Oil also shapes energy markets through risk perception. Geopolitical events affecting oil-producing regions often trigger broad risk-off behaviour across commodity markets. Even if physical supply is not immediately disrupted, the risk premium embedded in oil prices influences investor sentiment and trading behaviour in gas and power markets. Correlations rise, volatility increases, and forward curves adjust to reflect heightened uncertainty. Oil becomes a proxy for geopolitical risk that permeates the entire energy complex.

Fuel-switching, though limited in modern power systems, remains another channel of influence. In extreme conditions, distillates can serve as backup fuels for power generation or industrial processes. The economics of such switching depend on refined product prices, linking oil market dynamics to emergency power-sector decisions. While these situations are rare, their impact during periods of stress can be significant, reinforcing oil’s role as a system regulator rather than a peripheral market.

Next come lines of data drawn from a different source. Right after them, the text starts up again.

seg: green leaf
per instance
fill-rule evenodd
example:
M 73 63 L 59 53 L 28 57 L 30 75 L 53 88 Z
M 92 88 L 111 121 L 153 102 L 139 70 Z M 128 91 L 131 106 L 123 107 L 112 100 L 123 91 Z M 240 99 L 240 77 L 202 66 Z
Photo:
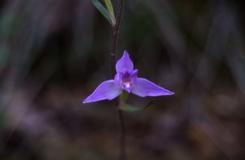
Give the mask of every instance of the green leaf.
M 93 5 L 98 11 L 112 24 L 111 15 L 108 10 L 101 4 L 99 0 L 92 0 Z M 112 24 L 113 25 L 113 24 Z
M 135 106 L 128 105 L 128 104 L 125 104 L 125 105 L 121 106 L 119 109 L 122 110 L 122 111 L 125 111 L 125 112 L 139 112 L 139 111 L 142 111 L 142 108 L 135 107 Z
M 110 13 L 112 25 L 115 25 L 116 24 L 116 18 L 115 18 L 114 9 L 113 9 L 113 5 L 111 3 L 111 0 L 104 0 L 104 2 L 105 2 L 107 10 Z

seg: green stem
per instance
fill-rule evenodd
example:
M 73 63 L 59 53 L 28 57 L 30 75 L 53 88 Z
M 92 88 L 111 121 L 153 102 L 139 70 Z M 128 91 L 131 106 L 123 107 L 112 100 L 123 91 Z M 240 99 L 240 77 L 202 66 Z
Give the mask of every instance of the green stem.
M 112 50 L 111 50 L 111 74 L 114 75 L 114 67 L 116 64 L 116 53 L 118 49 L 118 34 L 121 24 L 121 17 L 123 14 L 124 0 L 119 0 L 118 3 L 118 11 L 116 13 L 116 24 L 112 25 Z M 126 127 L 125 127 L 125 119 L 123 112 L 119 109 L 119 107 L 124 103 L 122 97 L 119 99 L 118 106 L 118 117 L 119 117 L 119 125 L 120 125 L 120 155 L 119 160 L 127 160 L 126 154 Z

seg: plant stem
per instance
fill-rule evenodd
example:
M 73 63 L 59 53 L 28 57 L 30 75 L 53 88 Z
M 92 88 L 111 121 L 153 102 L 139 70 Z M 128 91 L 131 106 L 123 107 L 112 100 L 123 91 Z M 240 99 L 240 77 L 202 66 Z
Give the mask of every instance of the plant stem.
M 113 69 L 116 64 L 117 58 L 117 49 L 118 49 L 118 34 L 121 24 L 121 17 L 123 14 L 124 0 L 118 1 L 118 8 L 116 13 L 116 24 L 112 26 L 112 50 L 111 50 L 111 73 L 114 75 Z M 120 155 L 119 160 L 126 160 L 126 127 L 125 127 L 125 119 L 123 112 L 119 109 L 120 105 L 122 105 L 123 100 L 119 99 L 118 106 L 118 116 L 119 116 L 119 124 L 120 124 Z
M 121 25 L 121 17 L 123 14 L 124 0 L 119 0 L 118 11 L 116 13 L 116 24 L 112 26 L 112 50 L 111 50 L 111 69 L 114 69 L 116 63 L 116 53 L 118 49 L 118 34 Z M 113 72 L 112 72 L 113 73 Z

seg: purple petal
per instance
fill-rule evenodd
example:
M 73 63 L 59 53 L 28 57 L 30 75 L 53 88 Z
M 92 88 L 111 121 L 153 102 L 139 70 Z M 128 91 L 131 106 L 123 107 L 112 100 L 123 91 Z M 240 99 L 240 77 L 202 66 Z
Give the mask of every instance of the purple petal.
M 174 92 L 171 92 L 167 89 L 164 89 L 155 83 L 144 79 L 144 78 L 137 78 L 134 82 L 134 86 L 132 89 L 132 93 L 140 96 L 168 96 L 173 95 Z
M 124 51 L 123 56 L 117 61 L 116 64 L 116 71 L 119 72 L 126 72 L 126 71 L 132 71 L 134 69 L 134 64 L 132 60 L 129 57 L 129 54 L 127 51 Z
M 107 80 L 102 82 L 95 91 L 88 96 L 83 103 L 92 103 L 101 100 L 112 100 L 121 93 L 119 85 L 114 80 Z

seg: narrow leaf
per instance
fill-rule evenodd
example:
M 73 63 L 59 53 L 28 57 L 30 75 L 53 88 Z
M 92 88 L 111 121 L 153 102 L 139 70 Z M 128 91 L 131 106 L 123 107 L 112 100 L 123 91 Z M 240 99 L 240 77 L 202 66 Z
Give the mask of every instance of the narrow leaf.
M 111 0 L 104 0 L 104 2 L 105 2 L 107 10 L 110 13 L 111 22 L 113 25 L 115 25 L 116 24 L 116 18 L 115 18 L 114 9 L 113 9 L 113 5 L 111 3 Z
M 98 11 L 112 24 L 111 16 L 108 10 L 101 4 L 99 0 L 92 0 L 93 5 L 98 9 Z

The subtlety of oil’s influence makes it easy to overlook. Crude prices may remain stable while refined product markets tighten. Freight rates may spike without moving oil benchmarks materially. Refineries may alter operations based on margins invisible to headline prices. Yet these developments reshape the cost and availability of gas and power, embedding oil-driven signals deep within the energy system.

For South-East Europe, recognising oil’s regulatory role is essential. The region’s exposure to global shipping routes, limited refining capacity, and dependence on imported fuels makes it particularly sensitive to oil-related disruptions. These sensitivities often manifest indirectly, through higher gas costs, altered power prices, or increased volatility, rather than through obvious oil-market shocks.